HB2310

HB2310 – Reduces emissions from on-demand transportation.
Prime Sponsor – Representative Fitzgibbon (D; 34th District; Vashon Island & NW Seattle) (Co-sponsors Ramel, Macri, Doglio, Cody, Hudgins, Pollet)
Current status – Failed to pass out of committee by cutoff.
In the House – (Passed)
Had a hearing in the House Committee on Environment & Energy January 14th. Substitute bill passed out of committee January 28th. Had a hearing in Appropriations February 8th; a 2nd Substitute with a minor amendment passed out of committee February 8th, and was referred to Rules February 11th. Passed the House February 16th.

In the Senate –
Referred to the Senate Committee on Transportation; had a hearing February 24th.
Next step would be – Dead bill…
Legislative tracking page for the bill.
SB6399 is a companion bill in the Senate.

Comments – “Electrifying Ride-hailing: Part 1 – Six Reasons Why Uber and Lyft Must Go Electric”, by the Union of Concerned Scientists’ Research and Deputy Director for  the Clean Vehicles Program, discusses a number of recent pieces of research that provide pretty impressive reasons for doing this.

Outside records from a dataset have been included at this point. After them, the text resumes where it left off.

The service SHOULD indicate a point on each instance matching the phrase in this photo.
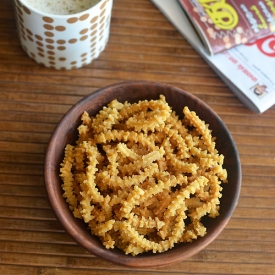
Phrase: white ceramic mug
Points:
(64, 42)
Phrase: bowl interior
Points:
(66, 132)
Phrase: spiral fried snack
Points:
(142, 178)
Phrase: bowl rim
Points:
(139, 261)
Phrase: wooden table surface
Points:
(143, 45)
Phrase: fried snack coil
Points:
(141, 178)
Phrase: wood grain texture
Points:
(143, 45)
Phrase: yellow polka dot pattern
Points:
(64, 42)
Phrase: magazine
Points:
(223, 24)
(248, 69)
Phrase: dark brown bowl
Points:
(66, 132)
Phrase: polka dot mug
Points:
(64, 42)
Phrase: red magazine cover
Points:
(223, 24)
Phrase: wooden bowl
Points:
(66, 132)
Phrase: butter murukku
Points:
(141, 178)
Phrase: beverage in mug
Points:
(62, 7)
(63, 34)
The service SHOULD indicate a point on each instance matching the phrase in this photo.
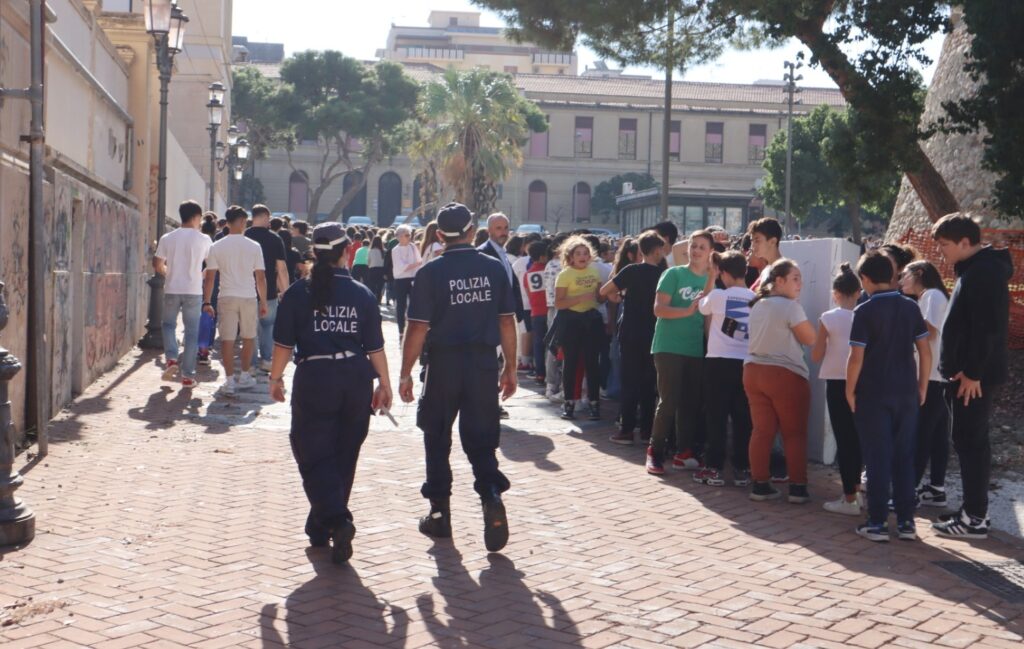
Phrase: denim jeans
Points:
(264, 334)
(190, 306)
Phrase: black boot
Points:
(341, 548)
(438, 522)
(496, 525)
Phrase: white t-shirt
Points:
(838, 322)
(184, 250)
(551, 271)
(730, 316)
(933, 309)
(237, 257)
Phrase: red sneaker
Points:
(685, 462)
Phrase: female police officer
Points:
(333, 323)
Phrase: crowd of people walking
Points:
(704, 341)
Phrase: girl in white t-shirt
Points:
(922, 280)
(832, 350)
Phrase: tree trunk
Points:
(853, 207)
(927, 181)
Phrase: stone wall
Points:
(957, 158)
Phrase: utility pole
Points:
(791, 89)
(666, 131)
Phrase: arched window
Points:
(538, 203)
(298, 192)
(357, 206)
(581, 203)
(388, 198)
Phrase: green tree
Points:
(866, 46)
(996, 62)
(475, 126)
(358, 115)
(833, 167)
(603, 201)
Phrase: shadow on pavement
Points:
(830, 535)
(333, 609)
(500, 610)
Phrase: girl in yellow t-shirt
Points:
(577, 298)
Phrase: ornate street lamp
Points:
(166, 23)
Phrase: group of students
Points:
(720, 336)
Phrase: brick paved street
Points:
(169, 519)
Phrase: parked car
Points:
(529, 228)
(412, 221)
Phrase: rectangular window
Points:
(675, 139)
(756, 143)
(627, 139)
(714, 138)
(584, 137)
(539, 142)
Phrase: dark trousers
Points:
(539, 325)
(330, 419)
(888, 426)
(725, 399)
(639, 386)
(464, 382)
(845, 431)
(401, 290)
(582, 341)
(970, 433)
(679, 381)
(375, 280)
(933, 436)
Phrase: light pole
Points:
(216, 111)
(166, 23)
(791, 89)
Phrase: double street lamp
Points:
(232, 155)
(166, 23)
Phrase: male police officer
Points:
(465, 300)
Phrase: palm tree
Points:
(476, 125)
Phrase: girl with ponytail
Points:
(832, 350)
(775, 379)
(332, 323)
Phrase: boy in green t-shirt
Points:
(678, 350)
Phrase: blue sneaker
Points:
(870, 531)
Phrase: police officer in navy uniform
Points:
(333, 326)
(464, 299)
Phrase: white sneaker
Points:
(245, 381)
(842, 506)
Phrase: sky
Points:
(358, 29)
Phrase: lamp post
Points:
(791, 79)
(166, 23)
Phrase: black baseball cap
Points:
(327, 235)
(454, 219)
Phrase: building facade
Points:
(101, 116)
(601, 124)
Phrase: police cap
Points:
(327, 235)
(454, 219)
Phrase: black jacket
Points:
(487, 248)
(974, 335)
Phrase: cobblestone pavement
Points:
(174, 519)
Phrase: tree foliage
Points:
(866, 46)
(358, 115)
(996, 63)
(474, 126)
(603, 201)
(833, 166)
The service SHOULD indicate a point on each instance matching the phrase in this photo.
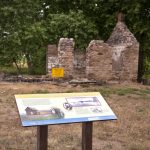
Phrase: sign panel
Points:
(58, 108)
(57, 72)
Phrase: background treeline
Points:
(27, 27)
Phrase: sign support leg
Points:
(87, 128)
(42, 137)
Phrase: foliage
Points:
(26, 27)
(73, 25)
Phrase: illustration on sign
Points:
(41, 109)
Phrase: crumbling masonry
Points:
(113, 60)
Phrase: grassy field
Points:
(130, 102)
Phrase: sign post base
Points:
(87, 128)
(42, 137)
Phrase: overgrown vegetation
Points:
(107, 91)
(26, 27)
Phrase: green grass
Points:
(13, 70)
(106, 91)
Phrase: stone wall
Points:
(98, 61)
(125, 49)
(65, 56)
(116, 59)
(52, 58)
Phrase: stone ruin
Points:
(113, 60)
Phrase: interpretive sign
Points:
(58, 108)
(57, 72)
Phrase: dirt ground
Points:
(130, 102)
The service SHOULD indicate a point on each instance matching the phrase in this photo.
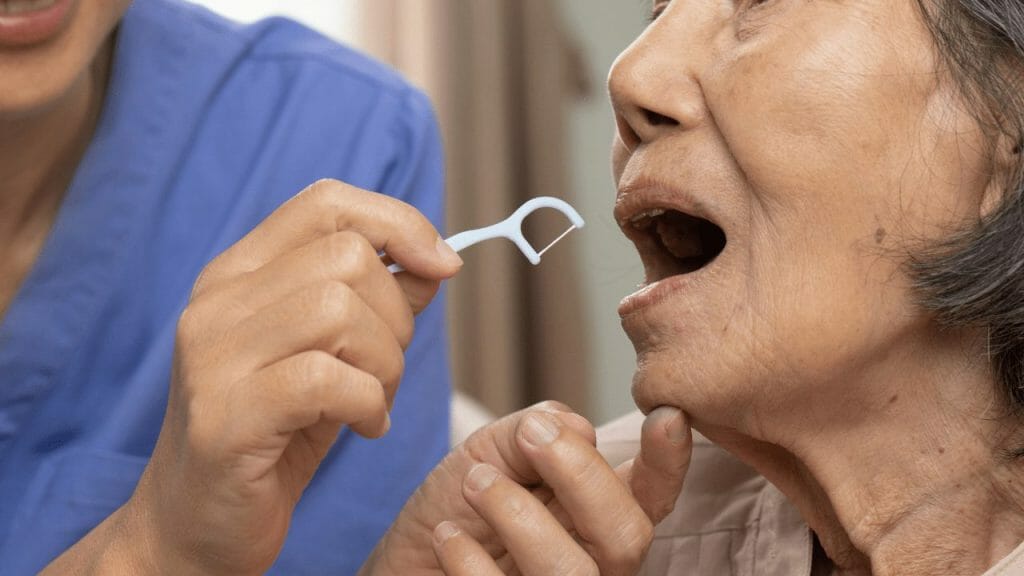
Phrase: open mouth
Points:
(673, 243)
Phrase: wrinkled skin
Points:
(825, 141)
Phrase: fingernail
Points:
(443, 531)
(672, 421)
(540, 429)
(481, 477)
(449, 255)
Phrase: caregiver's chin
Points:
(812, 146)
(54, 57)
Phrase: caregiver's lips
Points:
(24, 23)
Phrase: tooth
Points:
(10, 7)
(652, 213)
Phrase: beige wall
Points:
(610, 266)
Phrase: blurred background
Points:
(518, 86)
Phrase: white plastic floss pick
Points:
(511, 228)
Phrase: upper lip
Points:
(643, 195)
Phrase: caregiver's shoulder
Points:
(279, 45)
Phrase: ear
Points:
(1008, 163)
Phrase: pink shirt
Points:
(729, 520)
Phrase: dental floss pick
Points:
(511, 228)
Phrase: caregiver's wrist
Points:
(150, 548)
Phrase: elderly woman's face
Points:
(46, 46)
(821, 142)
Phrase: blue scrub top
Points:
(208, 126)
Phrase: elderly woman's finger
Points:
(497, 443)
(655, 476)
(607, 518)
(330, 206)
(460, 554)
(537, 541)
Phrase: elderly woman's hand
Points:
(531, 495)
(293, 332)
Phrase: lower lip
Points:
(652, 293)
(34, 27)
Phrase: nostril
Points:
(655, 119)
(627, 134)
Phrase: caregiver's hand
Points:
(531, 495)
(293, 332)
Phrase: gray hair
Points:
(976, 277)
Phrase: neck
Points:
(912, 481)
(39, 152)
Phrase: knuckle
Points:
(550, 406)
(333, 299)
(312, 368)
(393, 371)
(586, 567)
(190, 324)
(406, 328)
(350, 251)
(631, 544)
(324, 191)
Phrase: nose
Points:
(653, 85)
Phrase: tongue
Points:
(680, 240)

In the amended Second Substitute, the bill only applies to passenger services; the Department of Ecology is now to consult with the companies and report to the appropriate committees on how to reduce emissions from the food and goods delivery services the original covered.

It now specifies that Ecology ‘s baseline estimates should take account of periods when data on a vehicle’s movement may be recorded even though it’s not being driven as part of providing service for customers; of situations in which a car is being driven for more than one company, and of passenger-miles provided by zero-emissions transportation or transit that’s been offered through a company’s digital network.

It delays the date for implementing these plans for a year, until 2024, and allows Ecology to adjust the required date for submitting plans. It now requires a plan to outline the actions that the company will take to ensure that it will not increase negative financial outcomes for drivers. The department may now allow plans to get credit toward their targets by providing, funding, or financially supporting electrification infrastructure used to support these vehicles’ charging. The bill now specifies that Ecology can’t release any information that would be an invasion of privacy under current law, including the identification of passengers. It requires a report to the appropriate committees of the Legislature every two years on the reductions in emissions and vehicle miles achieved under these plans, and on the efficacy and sufficiency of incentives created by the Legislature to support shifting to zero emission vehicles.

Summary – Requires companies scheduling rides or consumer food or goods deliveries through digital technology such as webpages or smartphone apps to provide data to create a baseline of their emissions, and to reduce them over time. (The bill exempts a variety of traditional transportation services like taxis and limousines, however.)

Details :
By July 1st, 2021, the Department of Ecology is to create a state-wide baseline for the 2018 greenhouse gas emissions from these companies’ vehicles per customer mile and per food or goods delivery mile. By July 1st, 2022, it’s to adopt requirements, beginning in 2023, for reductions of those emissions; they’re to include annual targets and goals for increasing the percentage of passenger-miles traveled and customer food delivery-miles traveled using zero emission vehicles.

Beginning in January 2023, each company must submit a plan for making these reductions that are acceptable to Ecology. They’re to include ways to increase the proportion of their trips and the proportion of their vehicle miles made by zero emission vehicles, ways to decrease their average greenhouse gas emission rates, and ways to increase the proportion of passenger-miles traveled or customer food delivery-miles traveled relative to overall miles traveled. Their plans also have to consider incentives to encourage increasing the share of miles traveled by passengers whose walking, biking, or other active or zero emission modes of transportation are facilitated by using the companies’ vehicles, and incentives to increase the total miles they cover delivering food by walking, biking, or other zero emission transportation modes.

Ecology’s to do its best to have the rules minimize negative impacts on low-income and moderate-income drivers and to support providing clean mobility for low-income and moderate-income individuals. The rules for ride-hailing companies are to support the goals of the Growth Management Act. Ecology’s authorized to collect a fee from the companies to cover the expenses of administering the program.